Waarom gaan we eigenlijk naar de kerk?
“De kerk is aan het veranderen…”, tenminste dat is wat ik vaak hoor. Maar wat is de kerk nou eigenlijk? Een vraag waar al heel veel mensen met mij het hoofd over gebogen hebben. In mijn beleving is de stellingname dat de kerk aan het veranderen is, vaak vanuit een onvrede. Een onvrede die mensen ervaren bij de vorm van kerk-zijn die zij zelf gewend zijn. Mensen lijken onrustig, verlangend naar meer. Zijn we dan met z’n allen een stel verwende kinderen? Gaan we naar de kerk om te consumeren? Wat hebben we nodig om vrede te vinden in de kerk, niet alleen vrede onderling, maar ook zelf vrede met het format?
Er zijn tal van verschillende vormen kerk. We kennen extreem grote kerken, we kennen huiskerken. We kennen kerken met orgelmuziek in oude statige gebouwen, we kennen kerken die de buurt rondom een middelbare school op zondagmorgen wakker rocken.
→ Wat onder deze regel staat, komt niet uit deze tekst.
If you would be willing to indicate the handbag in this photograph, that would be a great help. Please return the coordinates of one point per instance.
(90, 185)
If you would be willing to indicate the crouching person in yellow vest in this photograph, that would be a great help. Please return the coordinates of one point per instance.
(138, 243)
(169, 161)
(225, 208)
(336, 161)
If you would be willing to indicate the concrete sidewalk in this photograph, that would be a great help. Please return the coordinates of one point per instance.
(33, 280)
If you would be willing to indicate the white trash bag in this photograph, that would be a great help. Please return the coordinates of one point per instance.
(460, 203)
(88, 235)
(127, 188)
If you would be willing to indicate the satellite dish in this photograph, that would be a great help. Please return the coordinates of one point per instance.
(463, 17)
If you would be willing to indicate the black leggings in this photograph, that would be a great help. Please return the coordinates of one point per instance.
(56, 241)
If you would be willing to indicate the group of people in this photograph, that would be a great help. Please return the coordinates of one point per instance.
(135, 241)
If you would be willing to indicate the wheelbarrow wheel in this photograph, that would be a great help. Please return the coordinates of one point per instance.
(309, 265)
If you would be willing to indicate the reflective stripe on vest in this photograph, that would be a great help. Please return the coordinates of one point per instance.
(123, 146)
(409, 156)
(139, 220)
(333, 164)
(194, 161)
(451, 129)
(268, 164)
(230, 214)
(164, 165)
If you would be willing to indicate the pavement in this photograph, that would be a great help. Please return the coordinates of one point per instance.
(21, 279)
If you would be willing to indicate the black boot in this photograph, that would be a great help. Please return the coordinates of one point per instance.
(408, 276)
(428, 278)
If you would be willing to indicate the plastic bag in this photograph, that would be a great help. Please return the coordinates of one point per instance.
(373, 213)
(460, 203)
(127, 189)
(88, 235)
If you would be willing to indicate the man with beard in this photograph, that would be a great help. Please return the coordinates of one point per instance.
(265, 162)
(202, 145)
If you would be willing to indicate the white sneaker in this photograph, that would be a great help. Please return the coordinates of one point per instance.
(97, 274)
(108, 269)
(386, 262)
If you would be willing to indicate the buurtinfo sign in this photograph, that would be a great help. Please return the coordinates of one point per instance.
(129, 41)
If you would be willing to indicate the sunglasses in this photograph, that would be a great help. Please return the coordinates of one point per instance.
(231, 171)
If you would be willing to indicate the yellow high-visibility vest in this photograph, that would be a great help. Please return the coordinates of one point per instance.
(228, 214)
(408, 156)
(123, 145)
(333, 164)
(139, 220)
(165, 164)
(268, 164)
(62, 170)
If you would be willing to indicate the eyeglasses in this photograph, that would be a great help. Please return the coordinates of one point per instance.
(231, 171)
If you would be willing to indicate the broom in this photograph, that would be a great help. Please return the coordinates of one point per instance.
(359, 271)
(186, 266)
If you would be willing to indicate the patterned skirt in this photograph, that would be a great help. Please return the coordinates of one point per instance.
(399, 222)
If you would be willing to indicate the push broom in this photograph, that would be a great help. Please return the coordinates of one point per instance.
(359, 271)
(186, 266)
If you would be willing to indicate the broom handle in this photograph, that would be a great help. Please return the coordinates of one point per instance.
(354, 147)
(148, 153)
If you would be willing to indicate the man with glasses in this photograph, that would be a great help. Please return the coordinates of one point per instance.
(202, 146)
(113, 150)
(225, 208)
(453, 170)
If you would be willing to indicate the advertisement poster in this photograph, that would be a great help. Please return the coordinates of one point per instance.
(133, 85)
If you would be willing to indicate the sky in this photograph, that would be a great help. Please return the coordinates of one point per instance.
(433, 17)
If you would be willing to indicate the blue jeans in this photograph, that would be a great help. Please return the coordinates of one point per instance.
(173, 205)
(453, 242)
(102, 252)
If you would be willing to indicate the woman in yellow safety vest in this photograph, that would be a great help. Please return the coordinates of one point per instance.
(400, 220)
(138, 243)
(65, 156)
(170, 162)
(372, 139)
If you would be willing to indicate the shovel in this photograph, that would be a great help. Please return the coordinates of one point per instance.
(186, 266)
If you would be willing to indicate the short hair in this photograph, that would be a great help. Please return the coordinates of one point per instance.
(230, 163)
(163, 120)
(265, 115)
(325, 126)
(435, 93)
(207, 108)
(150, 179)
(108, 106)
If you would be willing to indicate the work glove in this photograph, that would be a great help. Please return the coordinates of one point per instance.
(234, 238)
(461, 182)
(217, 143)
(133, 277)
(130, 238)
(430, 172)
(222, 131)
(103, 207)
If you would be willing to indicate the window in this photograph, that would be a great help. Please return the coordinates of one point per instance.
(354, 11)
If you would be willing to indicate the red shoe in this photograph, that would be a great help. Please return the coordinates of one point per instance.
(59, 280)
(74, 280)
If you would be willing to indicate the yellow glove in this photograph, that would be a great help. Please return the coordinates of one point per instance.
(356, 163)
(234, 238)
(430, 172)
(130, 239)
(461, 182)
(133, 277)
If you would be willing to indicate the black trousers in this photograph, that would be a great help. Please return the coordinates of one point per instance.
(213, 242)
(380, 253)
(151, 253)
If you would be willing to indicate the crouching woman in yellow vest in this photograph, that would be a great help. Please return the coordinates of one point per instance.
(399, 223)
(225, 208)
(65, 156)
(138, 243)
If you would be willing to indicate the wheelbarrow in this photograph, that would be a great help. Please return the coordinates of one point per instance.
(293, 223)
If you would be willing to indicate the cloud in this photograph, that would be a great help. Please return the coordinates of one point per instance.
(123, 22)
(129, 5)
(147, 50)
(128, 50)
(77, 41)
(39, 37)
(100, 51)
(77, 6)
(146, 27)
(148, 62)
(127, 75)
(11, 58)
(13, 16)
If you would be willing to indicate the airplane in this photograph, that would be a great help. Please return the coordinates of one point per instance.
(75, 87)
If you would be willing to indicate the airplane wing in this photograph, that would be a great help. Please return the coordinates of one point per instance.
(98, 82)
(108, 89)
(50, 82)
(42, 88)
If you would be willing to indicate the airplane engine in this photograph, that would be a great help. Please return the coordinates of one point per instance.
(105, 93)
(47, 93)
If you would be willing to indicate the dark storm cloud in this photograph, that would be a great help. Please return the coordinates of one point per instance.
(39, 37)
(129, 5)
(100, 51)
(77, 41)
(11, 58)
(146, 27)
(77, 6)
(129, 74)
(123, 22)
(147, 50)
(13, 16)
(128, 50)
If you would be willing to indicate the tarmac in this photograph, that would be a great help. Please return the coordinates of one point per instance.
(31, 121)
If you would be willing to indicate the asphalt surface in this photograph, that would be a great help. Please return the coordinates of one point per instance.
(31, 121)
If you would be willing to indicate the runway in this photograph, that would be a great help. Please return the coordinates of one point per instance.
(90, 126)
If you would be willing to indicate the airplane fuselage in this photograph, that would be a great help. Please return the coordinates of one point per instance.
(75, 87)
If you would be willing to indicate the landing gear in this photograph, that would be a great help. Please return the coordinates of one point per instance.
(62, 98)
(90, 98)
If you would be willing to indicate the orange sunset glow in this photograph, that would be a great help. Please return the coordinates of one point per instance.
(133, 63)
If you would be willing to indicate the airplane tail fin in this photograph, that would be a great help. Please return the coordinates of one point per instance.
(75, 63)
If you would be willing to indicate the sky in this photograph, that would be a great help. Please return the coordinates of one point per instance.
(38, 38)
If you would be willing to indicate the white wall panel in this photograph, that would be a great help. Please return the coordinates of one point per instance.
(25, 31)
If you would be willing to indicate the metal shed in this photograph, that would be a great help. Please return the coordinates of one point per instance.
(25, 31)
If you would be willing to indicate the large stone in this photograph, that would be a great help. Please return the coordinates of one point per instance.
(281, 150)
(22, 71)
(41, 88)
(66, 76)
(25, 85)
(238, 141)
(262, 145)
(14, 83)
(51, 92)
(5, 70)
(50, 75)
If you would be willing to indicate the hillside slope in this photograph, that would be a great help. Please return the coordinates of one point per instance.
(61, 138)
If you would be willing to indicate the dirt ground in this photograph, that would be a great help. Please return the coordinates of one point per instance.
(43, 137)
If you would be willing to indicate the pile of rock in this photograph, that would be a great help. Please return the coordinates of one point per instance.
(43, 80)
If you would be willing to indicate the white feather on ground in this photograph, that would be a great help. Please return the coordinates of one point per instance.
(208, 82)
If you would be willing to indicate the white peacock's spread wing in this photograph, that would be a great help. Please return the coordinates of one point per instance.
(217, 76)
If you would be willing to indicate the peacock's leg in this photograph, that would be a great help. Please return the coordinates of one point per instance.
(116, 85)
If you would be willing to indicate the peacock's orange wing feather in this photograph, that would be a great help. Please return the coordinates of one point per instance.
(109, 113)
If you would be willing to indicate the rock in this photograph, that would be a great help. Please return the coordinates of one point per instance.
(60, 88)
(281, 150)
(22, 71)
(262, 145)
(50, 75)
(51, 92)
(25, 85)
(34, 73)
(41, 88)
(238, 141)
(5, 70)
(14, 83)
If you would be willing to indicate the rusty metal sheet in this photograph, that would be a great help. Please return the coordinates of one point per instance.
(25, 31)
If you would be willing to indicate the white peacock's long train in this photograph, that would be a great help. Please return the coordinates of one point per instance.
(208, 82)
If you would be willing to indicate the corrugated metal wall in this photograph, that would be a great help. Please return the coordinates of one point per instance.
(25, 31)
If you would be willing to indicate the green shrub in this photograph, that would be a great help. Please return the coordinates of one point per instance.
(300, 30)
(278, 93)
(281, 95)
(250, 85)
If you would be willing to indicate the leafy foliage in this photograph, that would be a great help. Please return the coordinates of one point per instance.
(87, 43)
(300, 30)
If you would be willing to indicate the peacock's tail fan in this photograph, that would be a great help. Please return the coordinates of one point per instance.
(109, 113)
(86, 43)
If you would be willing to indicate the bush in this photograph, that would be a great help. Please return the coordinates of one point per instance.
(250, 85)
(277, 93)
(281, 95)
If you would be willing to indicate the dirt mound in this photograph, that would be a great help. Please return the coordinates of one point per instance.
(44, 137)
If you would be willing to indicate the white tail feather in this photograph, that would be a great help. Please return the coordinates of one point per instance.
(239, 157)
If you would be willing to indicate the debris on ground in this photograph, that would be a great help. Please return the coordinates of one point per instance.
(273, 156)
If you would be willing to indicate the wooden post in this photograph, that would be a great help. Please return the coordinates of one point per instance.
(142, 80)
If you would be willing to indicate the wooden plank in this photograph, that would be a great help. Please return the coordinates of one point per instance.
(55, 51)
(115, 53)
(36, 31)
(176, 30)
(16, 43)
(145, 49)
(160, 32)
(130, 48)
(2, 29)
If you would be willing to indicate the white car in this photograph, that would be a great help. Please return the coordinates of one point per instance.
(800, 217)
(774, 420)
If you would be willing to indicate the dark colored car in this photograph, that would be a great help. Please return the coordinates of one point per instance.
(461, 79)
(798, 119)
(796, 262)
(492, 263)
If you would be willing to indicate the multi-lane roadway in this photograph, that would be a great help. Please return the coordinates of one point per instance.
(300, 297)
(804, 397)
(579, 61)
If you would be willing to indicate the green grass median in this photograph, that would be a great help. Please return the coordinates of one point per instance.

Al deze kerken lijken een eigen identiteit te hebben, iets waar bij hen de aandacht op ligt: de Heilige Geest, volwassen doop, evangelisatie, kringen, worship, genade, liturgie, Gods rechtvaardigheid, de terugkomst van Jezus, profetie, avondmaal, intercultureel, Israël, gedegenheid, blijmoedigheid en nog zoveel meer. Is dit fout? Nee, ik denk het niet. Het is niet fout die verscheidenheid. Integendeel, het is geweldig! Het geeft vooral aan dat onze God te groot is om tussen vier kerkmuren te passen of in een beleidsplan beschreven te worden. Dit doet een tekst in de Bijbel oplichten: Dan zult u met alle heiligen de lengte en de breedte, de hoogte en de diepte kunnen begrijpen, ja de liefde van Christus kennen die alle kennis te boven gaat, opdat u zult volstromen met Gods volkomenheid (Ef. 3:18-19).
Als die verscheidenheid niet fout is, wat maakt dan nog de kerk? Wat betekent dan nog het verlangen van Jezus voor de kerk in Johannes 17:21? “Opdat zij één zijn, zoals Wij één zijn”. Geïnspireerd raakte ik door de versimpeling van de kerk zoals David E. Fitch het beschrijft in zijn boek ‘Faithful Presence’ (2016). Als je al de verschillende vormen kerk afstroopt tot de kern kom je uit bij Degene waar we het allemaal voor doen, ons Doel, de Voleinder van de wereld (Hebr. 12:2).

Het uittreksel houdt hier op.